China's Communist Party leaders have opened a key annual meeting likely to focus on shoring up the party's rule.
In a speech before the talks, Mr Hu ruled out Western-style political reform
Leaders want to improve the party's accountability and transparency, as well as tackle the mounting corruption undermining its credibility.
The four-day annual meeting is taking place amid speculation about a power struggle between President Hu Jintao and his predecessor, Jiang Zemin.
Mr Jiang is said to be being pressed to resign his last post, as military head.
The 198 members of the Communist Party's influential Central Committee met at top Beijing hotel on Thursday to begin their annual talks.
The meeting is taking place behind closed doors, and details are not due to be released until after the final session on Sunday.
But correspondents say the main item on the agenda is likely to be improved party governance.

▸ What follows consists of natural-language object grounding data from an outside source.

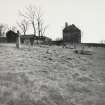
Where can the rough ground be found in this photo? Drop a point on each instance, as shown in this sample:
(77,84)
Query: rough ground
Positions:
(51,75)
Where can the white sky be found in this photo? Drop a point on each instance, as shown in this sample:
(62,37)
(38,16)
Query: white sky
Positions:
(88,15)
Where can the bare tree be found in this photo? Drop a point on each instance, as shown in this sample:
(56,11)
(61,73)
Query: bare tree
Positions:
(30,15)
(23,25)
(34,16)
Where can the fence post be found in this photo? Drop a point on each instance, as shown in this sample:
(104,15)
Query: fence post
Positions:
(18,40)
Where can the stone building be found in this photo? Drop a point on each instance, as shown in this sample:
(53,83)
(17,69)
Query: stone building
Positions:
(11,36)
(71,34)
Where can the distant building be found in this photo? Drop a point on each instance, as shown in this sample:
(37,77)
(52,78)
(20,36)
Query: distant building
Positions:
(71,34)
(11,36)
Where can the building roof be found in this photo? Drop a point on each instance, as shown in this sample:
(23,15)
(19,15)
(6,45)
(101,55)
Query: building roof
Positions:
(71,28)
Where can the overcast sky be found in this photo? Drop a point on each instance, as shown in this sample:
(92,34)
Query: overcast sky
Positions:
(88,15)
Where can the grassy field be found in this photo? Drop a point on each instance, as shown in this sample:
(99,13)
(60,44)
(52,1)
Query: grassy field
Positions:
(51,75)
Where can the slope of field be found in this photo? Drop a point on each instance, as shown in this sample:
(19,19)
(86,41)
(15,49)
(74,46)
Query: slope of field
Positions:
(51,75)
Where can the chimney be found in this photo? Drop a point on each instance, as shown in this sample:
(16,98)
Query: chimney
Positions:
(66,24)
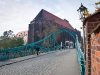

Mr Hu, in power since 2002, wants to ensure the party retains its legitimacy by making it more responsive to public needs and cracking down on corruption.
In a speech on Wednesday to mark the 50th anniversary of China's parliament, the National People's Congress, Mr Hu said that changes were needed.
Mr Hu has ruled out changes from a one-party system
"Exercising power without restriction or supervision is bound to result in power abuse and corruption," Mr Hu said in a 50-minute speech broadcast live on state television.
"We must improve and strengthen the supervisory work of the people's congresses, and increase the effectiveness of their
supervision," he said.
But he said that China would be led into a "blind alley" by copying Western political systems, and made clear that he wanted to maintain one-party rule.
Ahead of Thursday's meeting, police detained thousands of petitioners who had come to Beijing to voice their grievances about local court rulings.
The BBC's Louisa Lim in Beijing says the sheer numbers of people flooding to the capital with such complaints are an indication of the scale of the challenge facing China's leaders.
The annual meeting may principally focus on party rule and corruption, but beneath the surface rumours are circulating about an apparent power struggle between Mr Hu and his predecessor Jiang Zemin, now China's military chief.
Pressure has reportedly been placed on Mr Jiang to resign from his post, consolidating Mr Hu's position as China's paramount leader. But many analysts doubt he will give up his remaining post now.
The two men differ on issues including macro economic policy and how to slow down the overheated economy, our correspondent says.
But there is unlikely to be public disagreement because both men are keen to maintain stability and strengthen Communist Party rule.